Large Scale eScience Networking

For many years, iCAIR has been engaged in multiple cooperative initiatives with the worldwide high-energy physics research (HEP) community. This project focuses on problems related to managing, transporting, and storing extremely large amounts of HEP data. HEP research investigates complex topics related to the fundamental nature of matter, especially the attributes and behavior of the smallest elemental particles.

These scientific investigations are undertaken by collaborative research communities worldwide that use highly sophisticated instrumentation to gather extremely large amounts of data, which then is distributed for analysis worldwide. Primary HEP reference projects include the Large Hadron Collider at CERN in Geneva, Switzerland, which generates more data than any other science project worldwide.

This data is transported to compute sites worldwide, including primary sites (Tier 1) and secondary (Tier 2 and Tier 3), on two major international networks, the Large Hadron Collider Optical Private Network (LHCOPN) and the Large Hadron Collider Open Network Environment, which have core nodes at the StarLight Facility. iCAIR has supported the development of these networks, including core nodes at the StarLight facility, which provides interconnections to national and international networks and a metro area network connecting StarLight to local and national laboratories. Key partners for iCAIR HEP initiatives are the Fermi National Accelerator Laboratory and the Argonne National Laboratory. ICAIR is also participating in current CERN initiatives that include grand challenge data moving planning for the forthcoming High Luminosity LHC (HL-LHC), developing a Network for the Transport of Experimental Data (NOTED) based on AI techniques, and developing a method for optimizing workflows with a packet marking technique.
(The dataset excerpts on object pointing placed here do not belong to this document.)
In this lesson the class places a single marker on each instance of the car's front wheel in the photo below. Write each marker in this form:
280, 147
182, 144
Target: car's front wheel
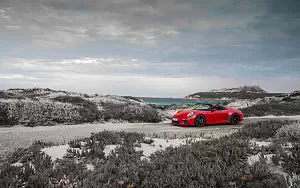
199, 121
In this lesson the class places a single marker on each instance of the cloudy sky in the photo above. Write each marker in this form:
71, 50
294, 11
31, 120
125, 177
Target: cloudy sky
165, 48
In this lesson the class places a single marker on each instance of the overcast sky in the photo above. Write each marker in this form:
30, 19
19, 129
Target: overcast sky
164, 48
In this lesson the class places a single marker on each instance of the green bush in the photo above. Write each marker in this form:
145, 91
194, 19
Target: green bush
277, 109
262, 129
289, 133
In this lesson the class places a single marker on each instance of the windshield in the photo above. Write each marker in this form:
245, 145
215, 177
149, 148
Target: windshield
203, 107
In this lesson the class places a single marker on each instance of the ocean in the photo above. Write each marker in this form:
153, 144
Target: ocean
177, 101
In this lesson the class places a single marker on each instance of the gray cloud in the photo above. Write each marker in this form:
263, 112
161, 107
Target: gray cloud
217, 43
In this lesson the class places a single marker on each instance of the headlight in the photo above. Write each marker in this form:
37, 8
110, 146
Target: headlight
190, 114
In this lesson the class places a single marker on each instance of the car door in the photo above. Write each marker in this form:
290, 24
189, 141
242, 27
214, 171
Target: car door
221, 114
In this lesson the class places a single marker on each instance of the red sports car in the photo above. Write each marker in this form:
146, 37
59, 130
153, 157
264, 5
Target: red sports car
205, 114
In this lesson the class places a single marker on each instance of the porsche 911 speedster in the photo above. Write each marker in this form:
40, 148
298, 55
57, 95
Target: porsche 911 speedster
204, 114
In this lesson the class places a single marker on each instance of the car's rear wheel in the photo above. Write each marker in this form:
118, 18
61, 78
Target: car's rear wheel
199, 121
235, 119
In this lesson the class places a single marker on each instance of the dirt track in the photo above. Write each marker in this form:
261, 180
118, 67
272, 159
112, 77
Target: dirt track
17, 137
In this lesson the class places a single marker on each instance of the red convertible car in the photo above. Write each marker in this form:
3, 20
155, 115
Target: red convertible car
205, 114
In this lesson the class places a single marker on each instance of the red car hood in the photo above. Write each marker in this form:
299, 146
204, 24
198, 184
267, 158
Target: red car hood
184, 113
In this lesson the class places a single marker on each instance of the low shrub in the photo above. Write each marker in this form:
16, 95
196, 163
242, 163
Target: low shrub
289, 133
88, 111
277, 109
213, 163
130, 112
262, 129
291, 161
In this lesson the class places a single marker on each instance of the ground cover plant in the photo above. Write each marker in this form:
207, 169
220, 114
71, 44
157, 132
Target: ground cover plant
44, 107
114, 159
274, 108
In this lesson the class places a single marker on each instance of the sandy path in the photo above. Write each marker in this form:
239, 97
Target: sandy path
18, 136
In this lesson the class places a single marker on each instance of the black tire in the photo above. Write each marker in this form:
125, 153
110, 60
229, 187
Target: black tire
235, 119
199, 121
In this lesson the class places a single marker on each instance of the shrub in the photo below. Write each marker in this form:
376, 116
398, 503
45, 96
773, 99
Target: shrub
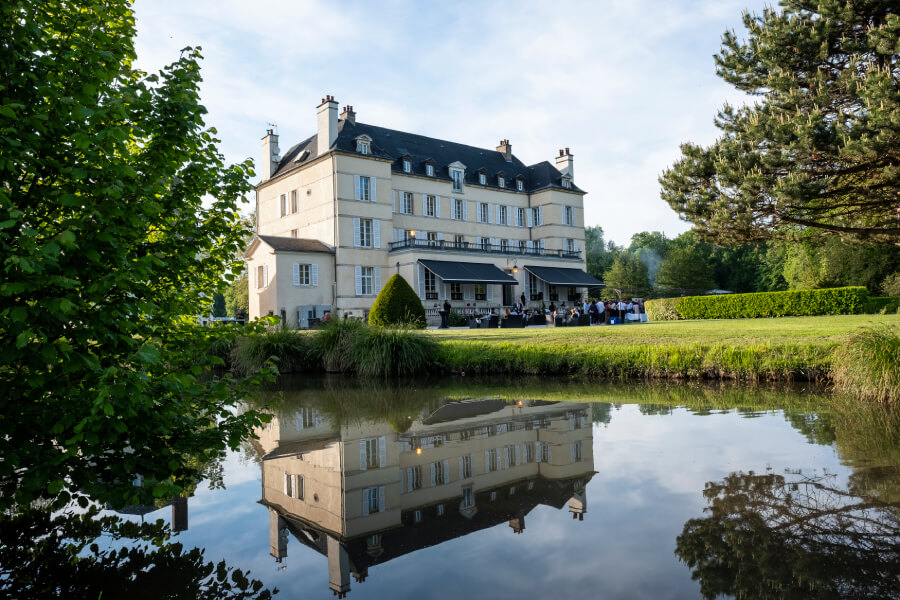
397, 304
869, 365
831, 301
333, 343
383, 351
292, 351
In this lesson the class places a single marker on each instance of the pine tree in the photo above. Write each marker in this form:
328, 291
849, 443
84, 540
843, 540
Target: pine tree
819, 154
With its research partners, iCAIR is participating in several projects addressing infrastructure requirements of astrophysics, especially high-performance networking, including capabilities for supporting specialized research instruments and techniques over international multi-domain research networks. For example, iCAIR collaborates with the international networking research community to prepare for providing communication services for the Square Kilometer Array (SKA), which will have radio telescope sites in Western Australia and South Africa and will generate more data that the LHC, which will have to be distributed worldwide.

iCAIR is also assisting with plans for the Pierre Auger Observatory's Large Synoptic Survey Telescope (LSST), which is being implemented on a mountain in Chile and interconnected by high-capacity international networks. iCAIR also has assisted in developing networking capabilities to support the Sloan Digital Sky Survey, which produces 3D digital astronomical maps.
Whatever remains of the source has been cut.